How Do Keyloggers Work?

How Do They Work?

• Keyloggers generally work by intercepting the chain of events which occurs in microseconds between when the person using the computer in question makes a keystroke and when the keystroke manifests on the person's computer screen. The keylogger makes a note of what key was pressed before such an interception, and passes the same information onto a log, which can be seen by its "masters." This is a process that takes a very small fraction of a second, making it completely impossible for the person whose activity is being monitored to notice that anything is amiss.

Legitimate Uses

• Legitimate applications for keyloggers include where they are applied in office and industrial settings to monitor what employees do on their computers. The idea is to prevent unauthorized computer use, which can have major implications in sensitive settings--such as when computers are used in military installations and where unauthorized computer usage could result in espionage. They can also be used as a tool for enhancing efficiency in work situations, as employees are more likely to do only work-related things on their computers, knowing that they are being monitored through the keyloggers.

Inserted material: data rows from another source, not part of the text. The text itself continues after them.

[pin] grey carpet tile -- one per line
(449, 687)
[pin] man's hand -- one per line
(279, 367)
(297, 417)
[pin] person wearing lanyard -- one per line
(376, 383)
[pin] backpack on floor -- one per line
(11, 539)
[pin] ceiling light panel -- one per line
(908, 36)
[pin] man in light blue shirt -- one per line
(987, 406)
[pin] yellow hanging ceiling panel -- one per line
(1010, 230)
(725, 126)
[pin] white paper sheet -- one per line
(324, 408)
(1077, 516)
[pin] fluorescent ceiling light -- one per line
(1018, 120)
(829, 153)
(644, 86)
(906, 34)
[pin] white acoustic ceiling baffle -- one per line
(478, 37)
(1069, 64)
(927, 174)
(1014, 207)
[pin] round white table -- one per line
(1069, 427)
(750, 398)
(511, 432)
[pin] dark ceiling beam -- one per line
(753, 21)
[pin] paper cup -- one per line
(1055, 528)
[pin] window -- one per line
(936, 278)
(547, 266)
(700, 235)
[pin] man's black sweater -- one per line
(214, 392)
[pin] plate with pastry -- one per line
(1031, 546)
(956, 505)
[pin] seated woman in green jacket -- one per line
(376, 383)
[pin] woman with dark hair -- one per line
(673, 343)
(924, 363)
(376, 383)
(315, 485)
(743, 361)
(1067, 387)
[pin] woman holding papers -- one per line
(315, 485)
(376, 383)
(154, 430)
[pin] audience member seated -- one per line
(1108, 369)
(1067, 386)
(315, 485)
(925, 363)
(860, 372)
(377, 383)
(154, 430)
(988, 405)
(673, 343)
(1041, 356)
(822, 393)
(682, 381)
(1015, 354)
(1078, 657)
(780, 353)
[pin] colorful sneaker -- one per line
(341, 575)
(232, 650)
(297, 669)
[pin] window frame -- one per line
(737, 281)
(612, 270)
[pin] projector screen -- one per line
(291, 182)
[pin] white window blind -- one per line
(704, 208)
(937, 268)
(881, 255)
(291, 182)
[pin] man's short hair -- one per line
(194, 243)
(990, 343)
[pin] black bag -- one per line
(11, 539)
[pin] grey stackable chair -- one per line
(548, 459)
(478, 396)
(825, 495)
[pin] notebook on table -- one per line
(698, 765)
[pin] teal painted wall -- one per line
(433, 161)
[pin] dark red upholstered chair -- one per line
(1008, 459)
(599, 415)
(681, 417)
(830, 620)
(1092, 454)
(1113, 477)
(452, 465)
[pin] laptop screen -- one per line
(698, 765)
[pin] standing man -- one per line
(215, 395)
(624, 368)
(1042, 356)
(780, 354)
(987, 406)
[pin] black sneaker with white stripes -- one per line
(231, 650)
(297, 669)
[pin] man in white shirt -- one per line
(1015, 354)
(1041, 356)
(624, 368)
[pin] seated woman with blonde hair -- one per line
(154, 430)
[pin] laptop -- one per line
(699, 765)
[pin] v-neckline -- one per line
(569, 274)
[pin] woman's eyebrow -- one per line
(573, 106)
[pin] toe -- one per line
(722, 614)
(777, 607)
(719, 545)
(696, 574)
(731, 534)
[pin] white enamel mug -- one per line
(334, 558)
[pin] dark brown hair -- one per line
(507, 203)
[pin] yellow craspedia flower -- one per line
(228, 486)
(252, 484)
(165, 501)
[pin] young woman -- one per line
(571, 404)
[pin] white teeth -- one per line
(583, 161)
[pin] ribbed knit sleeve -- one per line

Other legitimate applications for keyloggers include where they are used domestically by parents to monitor what their kids are doing on the Internet. Of course, keyloggers interfere with the privacy of computer users, and there are some cyber-ethicists who argued that, seen in this light, there is no legitimate use for keyloggers, as what they do are mostly things that can be done through less intrusive methods.

Illegitimate Uses

• Clearly illegitimate applications for keyloggers include where they are used by cyber criminals to fetch sensitive information from people's computing sessions (for instance their online bank account passwords) and then later using the same information to fraudulently access such peoples' accounts and make unauthorized transactions. Spouses using keyloggers to monitor each other's cyber-movements can also be considered illegitimate use, as is where a country's spies could potentially find a way of getting keyloggers into the computers used in another country's security installations, and thereby getting "free" and illegitimately-obtained intelligence.

Falling Victim to Keyloggers

• It is important to note that keyloggers are not always things you install on your computer voluntarily. This is especially so when the keylogger is meant to be used by cyber-criminals to obtain your personal information for fraudulent use, where they can hide the keylogger behind some other so-called "free" software download (in what is called a Trojan model), so that when you install the "free" software the keylogger also gets installed on your computer and starts recording your computing session and sending the information it obtains to its "masters."

Protecting Yourself

• To protect yourself against keyloggers that are spread as Trojans, avoid downloading and installing "free" software unless it is a program you really need--and when you do, ensure that you only download software from reputable sources. Install and maintain an up-to-date copy of a reputable anti-virus and anti-spyware software program, as the modern versions of these have functionality to protect you from unauthorized keylogger activity. Other steps like the use of virtual keyboards can also help protect you from falling victim to illegitimate keylogger activity.